Et c’est aussi pour ça que la table ronde « Être quartettiste en 2026 » m’intéresse autant. Parce qu’au-delà de la beauté, il y a une question simple : comment vit-on, aujourd’hui, quand on a choisi ce métier si exigeant ? Le quatuor échappe-t-il à la crise culturelle, ou la subit-il de plein fouet ? Les manières de travailler ont-elles changé ? À l’heure où tout va vite, où tout se consomme, le quatuor réclame du temps. Or le temps est devenu notre ressource la plus chère.


Une ouverture comme un manifeste : Ébène + Belcea, et la grande forme

La Biennale s’ouvre avec un tandem très symbolique : Quatuor Ébène et Quatuor Belcea. Le programme du samedi 10 janvier (20h) met en avant Mozart, Debussy, puis l’Octuor d’Enesco.


Ce choix n’est pas anodin. L’octuor, c’est l’explosion contrôlée : deux quatuors qui se répondent, se provoquent, s’embrassent, parfois se bousculent. Il y a là une idée très actuelle : la chambre qui devient publique. La musique de chambre qui sort de sa miniature et ose la fresque.


Et ce n’est pas un hasard si plusieurs sources insistent sur cette « grande forme » : Classicagenda rappelle l’ambition de ce week-end d’ouverture et met en avant ce dialogue Ébène–Belcea autour d’Enesco et Mendelssohn. La Ville de Paris, de son côté, résume l’esprit de l’événement : grands quatuors, étoiles montantes, concours de lutherie, concert de clôture en forme d’apothéose.


Ce que la programmation raconte (et ce que je lis entre les lignes)

Le magazine de la Philharmonie parle d’une programmation foisonnante, réunissant des formations internationales de premier plan et de jeunes ensembles prometteurs, sur un répertoire qui explore toutes les facettes du genre. Le Journal La Terrasse ajoute un angle intéressant : la Biennale ausculte depuis 2004 la vitalité du quatuor, « du répertoire aux écritures contemporaines », avec un focus cette année sur la musique américaine (des « inventeurs du Nouveau Monde »), et une ouverture vers des scènes où les frontières entre classique, jazz, pop et électro s’effacent.


Je trouve que c’est là le vrai cœur du sujet : le quatuor n’est plus seulement un musée vivant. Il devient un outil pour comprendre notre époque. On peut y entendre Haydn ou Mozart comme des fondations, mais aussi écouter ce que le monde a fait au son des cordes, et ce que les cordes font au monde.


Les coulisses de la transmission : « Après-midi du Quatuor » et auditions

Je suis toujours attentif à la manière dont un festival articule la vitrine et la relève. Ici, la Biennale le fait explicitement.

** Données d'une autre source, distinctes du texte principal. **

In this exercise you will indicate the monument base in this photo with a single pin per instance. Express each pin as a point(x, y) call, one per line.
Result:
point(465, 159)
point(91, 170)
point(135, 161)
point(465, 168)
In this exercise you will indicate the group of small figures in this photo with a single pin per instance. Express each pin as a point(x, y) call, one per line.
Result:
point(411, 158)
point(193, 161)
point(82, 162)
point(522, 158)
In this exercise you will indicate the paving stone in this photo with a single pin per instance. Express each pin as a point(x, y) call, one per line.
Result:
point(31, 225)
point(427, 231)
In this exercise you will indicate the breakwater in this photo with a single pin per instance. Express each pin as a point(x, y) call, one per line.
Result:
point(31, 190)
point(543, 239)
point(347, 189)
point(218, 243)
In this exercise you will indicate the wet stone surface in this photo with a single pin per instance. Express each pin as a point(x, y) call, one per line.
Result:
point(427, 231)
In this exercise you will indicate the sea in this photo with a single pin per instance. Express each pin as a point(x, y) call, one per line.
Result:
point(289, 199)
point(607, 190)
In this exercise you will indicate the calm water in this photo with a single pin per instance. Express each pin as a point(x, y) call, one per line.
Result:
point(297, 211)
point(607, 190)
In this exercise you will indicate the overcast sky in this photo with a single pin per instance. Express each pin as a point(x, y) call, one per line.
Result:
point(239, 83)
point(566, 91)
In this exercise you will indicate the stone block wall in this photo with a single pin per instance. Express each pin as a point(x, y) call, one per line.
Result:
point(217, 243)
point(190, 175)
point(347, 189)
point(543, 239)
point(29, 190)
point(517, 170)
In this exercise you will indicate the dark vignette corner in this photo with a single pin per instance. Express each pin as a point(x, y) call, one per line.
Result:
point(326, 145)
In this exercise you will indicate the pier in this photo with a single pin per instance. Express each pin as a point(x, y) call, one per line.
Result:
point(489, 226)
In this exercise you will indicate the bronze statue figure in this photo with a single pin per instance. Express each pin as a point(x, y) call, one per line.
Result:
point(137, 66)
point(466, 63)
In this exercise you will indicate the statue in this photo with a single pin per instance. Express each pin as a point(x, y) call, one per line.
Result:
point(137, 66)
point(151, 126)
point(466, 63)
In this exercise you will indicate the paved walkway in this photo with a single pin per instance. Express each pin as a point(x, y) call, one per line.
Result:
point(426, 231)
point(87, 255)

  • D’abord avec L’Après-midi du Quatuor, un marathon de jeunes ensembles (Akilone, Barbican, Fibonacci, Galilée, Hermès, Magenta) le 10 janvier à 13h.

  • Ensuite avec l’Audition internationale de quatuors à cordes, le 17 janvier, où des ensembles sélectionnés jouent devant des personnalités du monde musical.

Ce sont des moments précieux, parce qu’ils disent une vérité simple : la musique classique ne tient pas seulement par les monuments. Elle tient par la formation, l’accompagnement, les scènes où l’on se mesure.


Le final : quand le quatuor se frotte à l’orchestre (et à Beethoven)

La clôture, le 18 janvier, met le Quatuor Ébène avec l’Orchestre Français des Jeunes, sous la direction de Kristiina Poska, autour de Beethoven et John Adams, avec Absolute Jest.


Ce qui me plaît dans ce programme, c’est le fil invisible : John Adams construit Absolute Jest en intégrant des fragments de Beethoven (notamment des emprunts aux opus 131 et 135, et à la Grande Fugue). Ce n’est pas qu’un “grand concert”. C’est une manière de dire : le quatuor n’est pas une chapelle. Il peut être un moteur.


Mon conseil très concret (et un peu trivial) pour profiter de la Biennale

Je le dis sans romantisme : ne venez pas au hasard. Si vous êtes curieux, commencez par la table ronde « Être quartettiste en 2026 » : c’est une porte d’entrée sans intimidation, et c’est souvent là que naît l’envie d’écouter ensuite “pour de vrai”. Puis choisissez un concert comme on choisit un livre : pas pour cocher une case, mais pour sortir avec une idée en tête.